手応えを感じたのは同球種だけではない。1週間後の3月28日に迫った開幕戦を見据え「全球種を確認しながら投げられた」。カーブ、73キロも計測したスローカーブ、フォーク、カットボール。「全部いいところに投げられたし、悪いところもあった。1週間しっかり練習できたら」。課題も自信も得て、また気を引き締め直すところが、主戦格としての責任感だ。

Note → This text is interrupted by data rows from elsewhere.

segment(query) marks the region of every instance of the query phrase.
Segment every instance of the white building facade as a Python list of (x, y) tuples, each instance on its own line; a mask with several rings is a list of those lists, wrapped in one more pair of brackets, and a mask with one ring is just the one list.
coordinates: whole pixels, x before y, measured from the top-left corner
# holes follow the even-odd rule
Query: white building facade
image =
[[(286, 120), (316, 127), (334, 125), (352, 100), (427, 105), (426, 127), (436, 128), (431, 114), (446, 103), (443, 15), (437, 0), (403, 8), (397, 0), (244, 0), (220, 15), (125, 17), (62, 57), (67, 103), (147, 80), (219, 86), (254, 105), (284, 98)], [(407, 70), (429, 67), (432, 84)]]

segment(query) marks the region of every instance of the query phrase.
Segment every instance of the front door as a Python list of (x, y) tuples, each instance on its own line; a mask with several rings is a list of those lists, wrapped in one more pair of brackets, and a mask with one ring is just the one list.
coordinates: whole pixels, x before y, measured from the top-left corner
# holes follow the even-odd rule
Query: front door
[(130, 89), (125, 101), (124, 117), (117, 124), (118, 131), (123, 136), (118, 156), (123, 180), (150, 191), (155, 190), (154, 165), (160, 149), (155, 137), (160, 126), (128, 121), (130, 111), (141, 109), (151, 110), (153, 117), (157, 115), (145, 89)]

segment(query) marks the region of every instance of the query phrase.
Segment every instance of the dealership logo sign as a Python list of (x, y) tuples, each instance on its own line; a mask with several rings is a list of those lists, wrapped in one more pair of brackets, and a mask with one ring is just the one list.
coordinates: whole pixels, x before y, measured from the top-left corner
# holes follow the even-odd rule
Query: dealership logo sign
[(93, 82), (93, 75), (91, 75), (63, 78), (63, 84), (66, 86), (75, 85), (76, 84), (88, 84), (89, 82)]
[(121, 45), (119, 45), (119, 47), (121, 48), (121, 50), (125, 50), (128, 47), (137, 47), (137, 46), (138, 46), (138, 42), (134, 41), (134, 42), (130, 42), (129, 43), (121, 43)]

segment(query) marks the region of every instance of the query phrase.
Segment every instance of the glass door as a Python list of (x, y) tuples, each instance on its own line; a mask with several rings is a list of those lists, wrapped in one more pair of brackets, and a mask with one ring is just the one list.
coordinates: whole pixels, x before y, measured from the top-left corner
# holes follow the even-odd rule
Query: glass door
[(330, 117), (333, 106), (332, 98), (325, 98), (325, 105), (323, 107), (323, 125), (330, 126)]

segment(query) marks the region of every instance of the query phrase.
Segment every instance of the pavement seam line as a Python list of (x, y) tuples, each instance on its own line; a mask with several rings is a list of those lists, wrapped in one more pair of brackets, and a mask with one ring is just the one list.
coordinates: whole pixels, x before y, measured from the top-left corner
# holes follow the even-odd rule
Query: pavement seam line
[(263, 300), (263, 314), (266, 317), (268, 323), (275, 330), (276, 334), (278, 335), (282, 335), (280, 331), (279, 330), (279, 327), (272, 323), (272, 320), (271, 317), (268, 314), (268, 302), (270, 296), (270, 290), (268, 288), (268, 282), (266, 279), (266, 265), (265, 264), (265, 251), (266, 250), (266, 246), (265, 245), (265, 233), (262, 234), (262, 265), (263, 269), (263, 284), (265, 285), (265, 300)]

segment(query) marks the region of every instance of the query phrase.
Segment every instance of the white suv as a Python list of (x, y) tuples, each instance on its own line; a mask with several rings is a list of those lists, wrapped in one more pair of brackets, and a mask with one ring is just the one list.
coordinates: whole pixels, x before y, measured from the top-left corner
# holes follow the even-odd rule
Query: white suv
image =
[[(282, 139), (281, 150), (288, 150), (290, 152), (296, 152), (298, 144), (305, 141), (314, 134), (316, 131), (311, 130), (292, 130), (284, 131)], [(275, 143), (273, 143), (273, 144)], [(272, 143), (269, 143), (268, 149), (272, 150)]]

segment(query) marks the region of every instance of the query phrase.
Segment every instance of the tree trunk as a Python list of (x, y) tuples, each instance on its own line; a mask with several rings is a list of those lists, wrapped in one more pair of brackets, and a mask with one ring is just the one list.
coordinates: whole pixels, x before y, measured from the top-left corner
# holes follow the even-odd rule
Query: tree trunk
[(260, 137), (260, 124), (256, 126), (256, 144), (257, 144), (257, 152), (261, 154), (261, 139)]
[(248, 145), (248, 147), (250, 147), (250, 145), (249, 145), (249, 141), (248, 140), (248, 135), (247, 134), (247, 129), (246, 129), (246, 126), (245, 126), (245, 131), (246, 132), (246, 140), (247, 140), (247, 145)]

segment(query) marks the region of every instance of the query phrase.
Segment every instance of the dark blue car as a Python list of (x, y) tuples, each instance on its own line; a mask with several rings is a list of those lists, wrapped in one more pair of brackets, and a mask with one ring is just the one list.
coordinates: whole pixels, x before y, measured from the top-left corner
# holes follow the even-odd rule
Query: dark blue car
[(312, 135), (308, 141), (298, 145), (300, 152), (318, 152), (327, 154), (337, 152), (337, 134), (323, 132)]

レギュラーシーズンさながら、ギアを上げる場面もあった。「最少失点に、という意味で。いいところ、いいところと意識して投げた」。3回1死三塁で打席には福田。初球は外角低めへの148キロ直球で見逃し。変化球だけでなく直球のキレも見せつけ、最後はカットボールで空振り三振を奪った。捕手坂本の好送球で飛び出した三塁走者もタッチアウト。あっさりピンチを切り抜けた。
4回2死二塁から5番オリバレスに左翼線へ先制適時二塁打を浴びたが、直後に6番宗を捕邪飛。「失点後もしっかり投げきれた。落ち着いて投げられたので良かった」と切り替えにも納得顔。今春の実戦初失点を喫したものの、これで計5試合で17回2/3を1失点、驚異の防御率0・51で準備を整えた。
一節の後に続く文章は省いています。